GR L 63225; (April, 1990) (Digest)
G.R. No. L-63225; April 3, 1990
ELEAZAR V. ADLAWAN, petitioner, vs. HON. JUDGE VALERIANO P. TOMOL, as Presiding Judge of Branch XI of RTC-Cebu (formerly Branch XI, CFI-Cebu), Branch XXVII of RTC-Cebu, with Station in Lapu-Lapu City (formerly Branch XVI, CFI-Cebu, Presided over by former Judge Ceferino E. Dulay), and ABOITIZ COMPANY, INC., respondents.
FACTS
Petitioner Eleazar Adlawan, a contractor, obtained financial assistance from private respondent Aboitiz and Company, Inc. for government projects. Upon Adlawan’s alleged failure to pay, Aboitiz filed a collection suit with an ex-parte application for a writ of preliminary attachment. The court granted the writ, leading to the seizure of Adlawan’s properties in Davao City. Adlawan moved to set aside the writ. Respondent Judge Tomol, finding the attachment improperly issued on bare allegations of fraud, issued an Order dated July 6, 1982, dissolving the writ and ordering the release of the attached properties.

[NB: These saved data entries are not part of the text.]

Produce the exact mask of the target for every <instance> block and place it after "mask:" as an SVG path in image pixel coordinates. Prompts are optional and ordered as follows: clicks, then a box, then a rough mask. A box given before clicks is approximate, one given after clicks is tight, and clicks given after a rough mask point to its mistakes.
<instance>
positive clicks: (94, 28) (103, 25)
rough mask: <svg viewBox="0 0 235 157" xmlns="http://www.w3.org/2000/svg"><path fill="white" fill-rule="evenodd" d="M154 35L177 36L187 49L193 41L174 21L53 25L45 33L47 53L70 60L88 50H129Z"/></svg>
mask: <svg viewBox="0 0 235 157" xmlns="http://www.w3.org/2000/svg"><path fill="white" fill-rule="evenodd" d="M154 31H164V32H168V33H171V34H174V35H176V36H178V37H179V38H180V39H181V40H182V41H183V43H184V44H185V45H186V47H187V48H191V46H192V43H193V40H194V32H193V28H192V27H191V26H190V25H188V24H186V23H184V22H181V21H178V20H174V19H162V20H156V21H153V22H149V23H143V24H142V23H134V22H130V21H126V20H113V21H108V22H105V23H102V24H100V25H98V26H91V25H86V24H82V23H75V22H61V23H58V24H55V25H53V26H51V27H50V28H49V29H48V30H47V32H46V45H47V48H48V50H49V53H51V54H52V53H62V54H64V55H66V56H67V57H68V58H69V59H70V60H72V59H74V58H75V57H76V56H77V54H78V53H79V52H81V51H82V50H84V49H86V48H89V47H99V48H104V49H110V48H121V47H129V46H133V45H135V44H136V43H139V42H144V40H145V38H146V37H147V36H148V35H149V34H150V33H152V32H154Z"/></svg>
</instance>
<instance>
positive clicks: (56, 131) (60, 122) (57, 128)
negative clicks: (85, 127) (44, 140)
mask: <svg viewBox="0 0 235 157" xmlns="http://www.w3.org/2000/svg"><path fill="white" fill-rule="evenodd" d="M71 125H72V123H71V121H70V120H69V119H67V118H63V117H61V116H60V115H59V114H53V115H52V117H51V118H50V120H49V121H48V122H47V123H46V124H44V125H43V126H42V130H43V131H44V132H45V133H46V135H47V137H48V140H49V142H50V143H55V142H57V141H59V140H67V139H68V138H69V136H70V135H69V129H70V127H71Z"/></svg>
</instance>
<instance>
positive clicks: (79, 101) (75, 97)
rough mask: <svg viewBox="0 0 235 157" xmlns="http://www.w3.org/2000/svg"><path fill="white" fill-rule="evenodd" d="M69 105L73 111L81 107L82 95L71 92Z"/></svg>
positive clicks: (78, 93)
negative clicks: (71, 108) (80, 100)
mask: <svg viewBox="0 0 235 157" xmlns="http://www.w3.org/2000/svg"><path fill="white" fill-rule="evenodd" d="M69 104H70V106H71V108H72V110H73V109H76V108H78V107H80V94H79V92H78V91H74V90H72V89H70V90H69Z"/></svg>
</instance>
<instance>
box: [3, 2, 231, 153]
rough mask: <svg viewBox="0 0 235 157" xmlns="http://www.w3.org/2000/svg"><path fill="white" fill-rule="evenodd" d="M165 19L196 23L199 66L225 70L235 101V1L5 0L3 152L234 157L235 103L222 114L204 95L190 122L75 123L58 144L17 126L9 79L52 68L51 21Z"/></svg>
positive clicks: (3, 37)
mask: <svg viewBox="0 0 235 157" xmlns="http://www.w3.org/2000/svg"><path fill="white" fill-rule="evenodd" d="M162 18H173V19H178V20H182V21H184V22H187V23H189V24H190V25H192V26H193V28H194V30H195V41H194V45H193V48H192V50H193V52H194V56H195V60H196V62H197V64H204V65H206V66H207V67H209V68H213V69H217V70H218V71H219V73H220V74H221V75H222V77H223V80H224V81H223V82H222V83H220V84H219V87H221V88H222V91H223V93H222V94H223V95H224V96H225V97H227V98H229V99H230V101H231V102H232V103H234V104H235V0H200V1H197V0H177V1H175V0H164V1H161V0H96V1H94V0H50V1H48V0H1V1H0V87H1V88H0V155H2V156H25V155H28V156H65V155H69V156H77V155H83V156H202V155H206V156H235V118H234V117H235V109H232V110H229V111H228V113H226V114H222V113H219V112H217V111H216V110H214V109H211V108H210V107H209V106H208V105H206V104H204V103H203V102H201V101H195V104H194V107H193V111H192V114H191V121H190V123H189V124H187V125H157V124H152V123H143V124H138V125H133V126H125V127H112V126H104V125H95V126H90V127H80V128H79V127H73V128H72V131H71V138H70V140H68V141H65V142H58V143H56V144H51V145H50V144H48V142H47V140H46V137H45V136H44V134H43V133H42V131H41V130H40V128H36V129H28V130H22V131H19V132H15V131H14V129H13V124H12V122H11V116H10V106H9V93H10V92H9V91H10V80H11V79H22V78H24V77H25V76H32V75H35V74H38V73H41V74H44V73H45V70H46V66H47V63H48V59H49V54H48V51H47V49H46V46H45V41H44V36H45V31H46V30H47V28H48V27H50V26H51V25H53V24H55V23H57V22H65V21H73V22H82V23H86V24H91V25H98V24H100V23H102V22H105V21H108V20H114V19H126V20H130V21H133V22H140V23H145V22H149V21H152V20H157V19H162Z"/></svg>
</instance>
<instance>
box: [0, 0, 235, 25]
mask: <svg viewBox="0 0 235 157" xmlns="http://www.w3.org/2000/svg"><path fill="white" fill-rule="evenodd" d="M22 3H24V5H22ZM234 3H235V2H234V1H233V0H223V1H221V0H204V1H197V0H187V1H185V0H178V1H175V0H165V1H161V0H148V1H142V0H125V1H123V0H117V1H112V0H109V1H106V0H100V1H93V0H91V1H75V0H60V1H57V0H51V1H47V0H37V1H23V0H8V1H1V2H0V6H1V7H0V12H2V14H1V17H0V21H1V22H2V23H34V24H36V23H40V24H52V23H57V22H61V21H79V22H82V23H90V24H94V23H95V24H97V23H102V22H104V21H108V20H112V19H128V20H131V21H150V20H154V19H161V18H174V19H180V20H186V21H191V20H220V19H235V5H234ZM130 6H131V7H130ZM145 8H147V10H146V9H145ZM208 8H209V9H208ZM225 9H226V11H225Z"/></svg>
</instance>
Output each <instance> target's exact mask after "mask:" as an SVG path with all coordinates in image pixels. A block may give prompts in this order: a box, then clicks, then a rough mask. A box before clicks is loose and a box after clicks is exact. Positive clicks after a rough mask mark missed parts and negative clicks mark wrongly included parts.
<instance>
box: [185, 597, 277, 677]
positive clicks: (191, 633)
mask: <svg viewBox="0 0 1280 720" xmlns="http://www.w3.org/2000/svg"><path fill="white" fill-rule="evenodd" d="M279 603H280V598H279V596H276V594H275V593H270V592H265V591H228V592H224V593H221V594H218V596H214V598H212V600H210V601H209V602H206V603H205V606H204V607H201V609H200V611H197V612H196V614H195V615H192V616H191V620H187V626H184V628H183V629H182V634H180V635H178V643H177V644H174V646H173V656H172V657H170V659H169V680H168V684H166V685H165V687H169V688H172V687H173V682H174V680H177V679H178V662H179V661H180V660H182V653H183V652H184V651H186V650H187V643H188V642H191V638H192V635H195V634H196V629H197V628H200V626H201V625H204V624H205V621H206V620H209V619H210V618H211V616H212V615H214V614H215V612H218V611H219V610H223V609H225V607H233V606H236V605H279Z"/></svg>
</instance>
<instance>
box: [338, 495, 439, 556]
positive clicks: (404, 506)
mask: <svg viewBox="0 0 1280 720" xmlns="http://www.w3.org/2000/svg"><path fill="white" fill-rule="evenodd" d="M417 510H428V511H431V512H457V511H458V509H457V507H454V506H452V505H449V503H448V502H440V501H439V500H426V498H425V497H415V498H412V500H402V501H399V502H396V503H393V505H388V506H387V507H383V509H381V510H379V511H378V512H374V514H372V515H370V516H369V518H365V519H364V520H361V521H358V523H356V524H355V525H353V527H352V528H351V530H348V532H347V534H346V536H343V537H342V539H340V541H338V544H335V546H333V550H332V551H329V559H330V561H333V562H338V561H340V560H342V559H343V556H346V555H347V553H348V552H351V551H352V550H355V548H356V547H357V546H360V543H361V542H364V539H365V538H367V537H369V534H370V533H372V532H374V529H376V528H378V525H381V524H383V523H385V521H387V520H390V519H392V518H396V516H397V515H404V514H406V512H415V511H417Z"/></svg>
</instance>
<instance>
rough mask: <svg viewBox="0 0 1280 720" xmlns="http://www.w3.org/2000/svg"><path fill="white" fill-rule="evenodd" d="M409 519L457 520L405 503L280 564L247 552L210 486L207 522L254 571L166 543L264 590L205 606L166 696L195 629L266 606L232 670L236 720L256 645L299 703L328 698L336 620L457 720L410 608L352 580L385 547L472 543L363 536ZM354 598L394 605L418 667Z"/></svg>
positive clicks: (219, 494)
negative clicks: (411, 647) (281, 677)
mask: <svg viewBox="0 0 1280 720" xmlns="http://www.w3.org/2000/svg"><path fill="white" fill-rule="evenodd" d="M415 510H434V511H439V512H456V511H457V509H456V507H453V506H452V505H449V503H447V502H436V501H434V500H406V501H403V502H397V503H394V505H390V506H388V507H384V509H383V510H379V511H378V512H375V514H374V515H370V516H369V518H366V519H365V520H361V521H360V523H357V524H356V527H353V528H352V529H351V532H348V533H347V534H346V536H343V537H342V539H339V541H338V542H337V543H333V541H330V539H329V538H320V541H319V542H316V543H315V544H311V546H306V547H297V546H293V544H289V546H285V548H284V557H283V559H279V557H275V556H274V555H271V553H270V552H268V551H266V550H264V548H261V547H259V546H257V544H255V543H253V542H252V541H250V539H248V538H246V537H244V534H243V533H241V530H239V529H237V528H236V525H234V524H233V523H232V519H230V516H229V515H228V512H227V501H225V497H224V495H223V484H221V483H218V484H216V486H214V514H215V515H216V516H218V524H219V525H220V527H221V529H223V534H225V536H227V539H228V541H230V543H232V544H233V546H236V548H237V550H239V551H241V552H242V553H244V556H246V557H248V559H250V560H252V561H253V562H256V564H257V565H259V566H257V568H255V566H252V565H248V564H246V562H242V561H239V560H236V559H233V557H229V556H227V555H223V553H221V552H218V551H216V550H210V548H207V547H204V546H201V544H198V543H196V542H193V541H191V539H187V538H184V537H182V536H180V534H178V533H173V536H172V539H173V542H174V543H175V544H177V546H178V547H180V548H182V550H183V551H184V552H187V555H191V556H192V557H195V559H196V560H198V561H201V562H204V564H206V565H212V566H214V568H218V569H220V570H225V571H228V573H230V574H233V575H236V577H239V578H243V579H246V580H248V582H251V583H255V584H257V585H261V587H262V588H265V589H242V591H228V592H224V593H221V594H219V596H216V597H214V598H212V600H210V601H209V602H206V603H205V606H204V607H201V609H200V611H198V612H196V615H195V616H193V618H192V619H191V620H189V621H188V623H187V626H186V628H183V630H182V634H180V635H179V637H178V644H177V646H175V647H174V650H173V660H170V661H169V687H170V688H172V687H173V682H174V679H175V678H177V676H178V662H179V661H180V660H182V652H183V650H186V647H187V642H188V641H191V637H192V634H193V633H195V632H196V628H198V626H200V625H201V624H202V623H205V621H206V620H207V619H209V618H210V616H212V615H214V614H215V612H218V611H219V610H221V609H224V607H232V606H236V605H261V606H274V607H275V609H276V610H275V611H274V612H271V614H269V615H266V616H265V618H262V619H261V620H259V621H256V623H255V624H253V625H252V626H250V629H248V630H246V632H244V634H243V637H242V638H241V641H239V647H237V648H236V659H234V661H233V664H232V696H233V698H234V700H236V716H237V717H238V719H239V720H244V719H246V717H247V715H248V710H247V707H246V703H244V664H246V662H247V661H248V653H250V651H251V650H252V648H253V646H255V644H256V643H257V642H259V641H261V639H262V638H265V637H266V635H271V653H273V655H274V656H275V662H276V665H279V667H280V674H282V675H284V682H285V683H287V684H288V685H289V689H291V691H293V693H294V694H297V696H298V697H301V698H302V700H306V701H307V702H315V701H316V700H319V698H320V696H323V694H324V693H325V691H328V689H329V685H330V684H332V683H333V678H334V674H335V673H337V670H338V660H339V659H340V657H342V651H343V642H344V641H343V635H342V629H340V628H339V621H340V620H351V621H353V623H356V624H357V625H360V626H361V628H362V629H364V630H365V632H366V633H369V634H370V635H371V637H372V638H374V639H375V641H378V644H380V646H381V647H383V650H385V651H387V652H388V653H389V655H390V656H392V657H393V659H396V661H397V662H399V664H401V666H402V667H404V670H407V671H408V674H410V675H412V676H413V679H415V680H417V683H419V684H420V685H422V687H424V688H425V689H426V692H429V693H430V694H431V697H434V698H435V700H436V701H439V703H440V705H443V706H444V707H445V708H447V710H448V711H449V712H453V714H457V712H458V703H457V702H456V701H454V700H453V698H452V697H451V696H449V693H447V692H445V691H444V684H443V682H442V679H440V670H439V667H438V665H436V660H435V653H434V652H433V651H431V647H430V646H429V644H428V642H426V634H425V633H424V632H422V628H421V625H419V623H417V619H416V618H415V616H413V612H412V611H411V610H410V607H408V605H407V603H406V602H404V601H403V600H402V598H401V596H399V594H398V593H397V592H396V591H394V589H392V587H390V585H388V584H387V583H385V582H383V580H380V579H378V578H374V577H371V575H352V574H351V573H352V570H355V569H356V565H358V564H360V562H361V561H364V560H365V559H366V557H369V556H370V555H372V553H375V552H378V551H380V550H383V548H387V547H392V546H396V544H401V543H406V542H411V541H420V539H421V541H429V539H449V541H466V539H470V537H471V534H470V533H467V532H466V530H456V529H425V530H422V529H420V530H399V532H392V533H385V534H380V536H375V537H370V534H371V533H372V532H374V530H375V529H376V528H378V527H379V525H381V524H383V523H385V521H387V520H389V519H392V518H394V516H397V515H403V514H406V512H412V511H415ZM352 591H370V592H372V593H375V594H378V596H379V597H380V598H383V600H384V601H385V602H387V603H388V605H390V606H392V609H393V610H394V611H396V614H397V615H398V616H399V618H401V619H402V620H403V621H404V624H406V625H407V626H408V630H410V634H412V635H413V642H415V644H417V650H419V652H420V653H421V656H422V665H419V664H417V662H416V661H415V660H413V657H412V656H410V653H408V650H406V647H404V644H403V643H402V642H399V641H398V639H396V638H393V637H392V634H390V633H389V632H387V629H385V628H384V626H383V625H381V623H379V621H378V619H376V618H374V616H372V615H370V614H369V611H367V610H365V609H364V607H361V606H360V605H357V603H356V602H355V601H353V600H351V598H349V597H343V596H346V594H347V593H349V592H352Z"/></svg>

However, upon Aboitiz’s urgent motion, Judge Tomol stayed his own dissolution order on July 7, 1982, purportedly to allow Aboitiz to elevate the matter. Subsequently, before Adlawan could file an answer, Aboitiz filed a Notice of Dismissal of its complaint on July 13, 1982. Judge Tomol confirmed the dismissal on July 15, 1982, declaring all prior orders, including the one dissolving the attachment, functus officio and moot. This left Adlawan’s properties in the custody of Aboitiz. Adlawan’s subsequent motions to compel the sheriff to implement the dissolution order and return his properties were denied by the respondent judges.
ISSUE
Whether the respondent judges committed grave abuse of discretion in denying petitioner’s motions for the return of his properties after the dismissal of the main case, despite the prior dissolution of the writ of preliminary attachment.
RULING
Yes, the Supreme Court granted the petition. The legal logic is anchored on the nature of a preliminary attachment and the effect of a voluntary dismissal. A preliminary attachment is merely an ancillary remedy; its validity is dependent on the main action. When Aboitiz voluntarily dismissed its complaint under Rule 17, it effectively withdrew the very foundation for the ancillary writ. Consequently, the attachment automatically ceased to have any legal basis and should have been discharged.
The Court held that the July 6, 1982 Order dissolving the writ was a final order on that ancillary matter. The subsequent voluntary dismissal did not render this dissolution order moot or functus officio. On the contrary, the dismissal reinforced the imperative to return the properties, as there was no longer any principal action to support the provisional seizure. The respondent judges’ refusal to order the implementation of the dissolution and the return of the properties, based on the erroneous conclusion that the dismissal mooted all prior incidents, constituted a grave abuse of discretion—a capricious and whimsical exercise of judgment equivalent to lack of jurisdiction. The properties, having been seized under a voided ancillary process in a now-terminated case, must be restored to the petitioner.